Covidien's decision to close its Watertown facility and cut all 247 jobs here is a continuation of a $200 million restructuring plan announced last September, its spokesman said Friday.
Richard P. Bevilacqua, Covidien's communications director, said the company recently reviewed its financial data and decided that closing the Faichney Drive plant by August 2010 would help ensure it would be profitable in the long term.
Mr. Bevilacqua said Covidien, which employs 41,000 people in 59 countries, reported $10 billion in sales for the 2007-08 fiscal year and a "good start" to first-quarter profits this year. The company has 60 manufacturing facilities worldwide.
The Watertown plant's three primary product lines were thermometers, vascular feeding pumps and chest drainage devices used in open-heart surgery. Mr. Bevilacqua said Covidien will continue to produce those items when the Watertown plant closes, but where that will be is unknown.
He said the products could be made at Covidien's New York plants in Oriskany Falls or Argyle, somewhere else in the United States or overseas in China or Ireland.
The Watertown facility employs 55 people who repair Covidien items that are produced locally. Mr. Bevilacqua said no other Covidien office repairs items made in Watertown, but said the repair work would be relocated to another plant in the United States during the closure process.
Covidien has service centers in Plainfield, Ind., and Boulder, Colo.
As for the skilled work force that will be laid off starting in June, Mr. Bevilacqua said, "If there are some positions that open up in the other New York plants or elsewhere in Covidien locations, the employees there would be offered the opportunity to apply for those jobs."
Jobs, he said, are not being guaranteed or reserved for displaced workers.
Covidien's hourly salaries ranged from $13.46 for an assembler to $22.41 for an electrician, according to a 2007 community survey of salaries.
"They're going to be extremely difficult to replace," said Donald C. Alexander, Jefferson County Job Development Corp. chief executive officer. "We're certainly going to do anything and everything we can to do to help these guys and gals that are going to be out of work."
Covidien has said that its employees will be eligible for severance benefits and job placement services as they are laid off.

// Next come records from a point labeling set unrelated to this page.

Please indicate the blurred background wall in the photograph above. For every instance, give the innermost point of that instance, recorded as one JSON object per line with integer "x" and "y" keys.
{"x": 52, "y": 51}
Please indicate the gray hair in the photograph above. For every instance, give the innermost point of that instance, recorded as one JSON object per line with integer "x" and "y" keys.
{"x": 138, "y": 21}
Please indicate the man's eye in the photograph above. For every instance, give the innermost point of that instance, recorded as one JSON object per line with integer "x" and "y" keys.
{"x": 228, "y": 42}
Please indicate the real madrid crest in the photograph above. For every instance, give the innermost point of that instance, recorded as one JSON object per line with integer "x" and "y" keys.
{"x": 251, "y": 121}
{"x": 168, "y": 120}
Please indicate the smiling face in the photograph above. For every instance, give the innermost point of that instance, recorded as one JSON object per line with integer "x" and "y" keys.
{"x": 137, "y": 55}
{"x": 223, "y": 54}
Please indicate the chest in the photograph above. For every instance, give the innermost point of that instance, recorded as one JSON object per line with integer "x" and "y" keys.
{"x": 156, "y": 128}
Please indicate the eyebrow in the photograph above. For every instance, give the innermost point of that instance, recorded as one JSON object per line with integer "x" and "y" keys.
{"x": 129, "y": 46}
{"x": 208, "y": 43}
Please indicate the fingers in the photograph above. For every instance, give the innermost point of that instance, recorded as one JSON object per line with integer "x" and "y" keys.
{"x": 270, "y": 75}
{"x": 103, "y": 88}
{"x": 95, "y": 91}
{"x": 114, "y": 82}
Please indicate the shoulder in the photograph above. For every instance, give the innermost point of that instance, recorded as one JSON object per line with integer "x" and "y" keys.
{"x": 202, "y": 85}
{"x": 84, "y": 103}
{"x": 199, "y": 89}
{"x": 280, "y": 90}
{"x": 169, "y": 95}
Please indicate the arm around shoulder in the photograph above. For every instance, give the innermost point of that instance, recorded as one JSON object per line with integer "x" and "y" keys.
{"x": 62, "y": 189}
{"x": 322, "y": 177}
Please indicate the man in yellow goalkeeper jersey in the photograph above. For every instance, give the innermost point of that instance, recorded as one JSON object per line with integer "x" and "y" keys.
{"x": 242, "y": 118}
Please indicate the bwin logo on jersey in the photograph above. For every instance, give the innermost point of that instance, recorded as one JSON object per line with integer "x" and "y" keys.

Mr. Alexander has offered his agency's help as well, and said he'd like to "marshal the resources the community can bring to the table" to get Covidien's skilled workers into other positions or retrained.
"We don't want to lose these resources," he said of the Covidien work force.
Although the company did not apprise Mr. Alexander of its plans, he said his agency became "very concerned" when Covidien moved four product lines from Watertown to Shanghai from July to January and replaced its local plant manager.
"Obviously it's a terrible blow to a small town, particularly in light of the fact this company has its roots here," Mr. Alexander said. "It's grown up with us. It's evolved to a cutting edge, high-tech company. It's the very type of company that we'd salivate to attract to our area."
Covidien is a descendent of Glass Thermometry, a company that started here in 1888.
The company has said it will save $50 million to $75 million annually after its restructuring is completed. Mr. Bevilacqua said the company's decision about Watertown is final, and won't be affected by any improvements in its economic situation.
The Watertown Daily Times and other media agencies reported Thursday that the plant would close by January 2011, but Mr. Bevilacqua attributed that error to a misinterpretation of a sentence in a memo given to employees that was obtained by local media.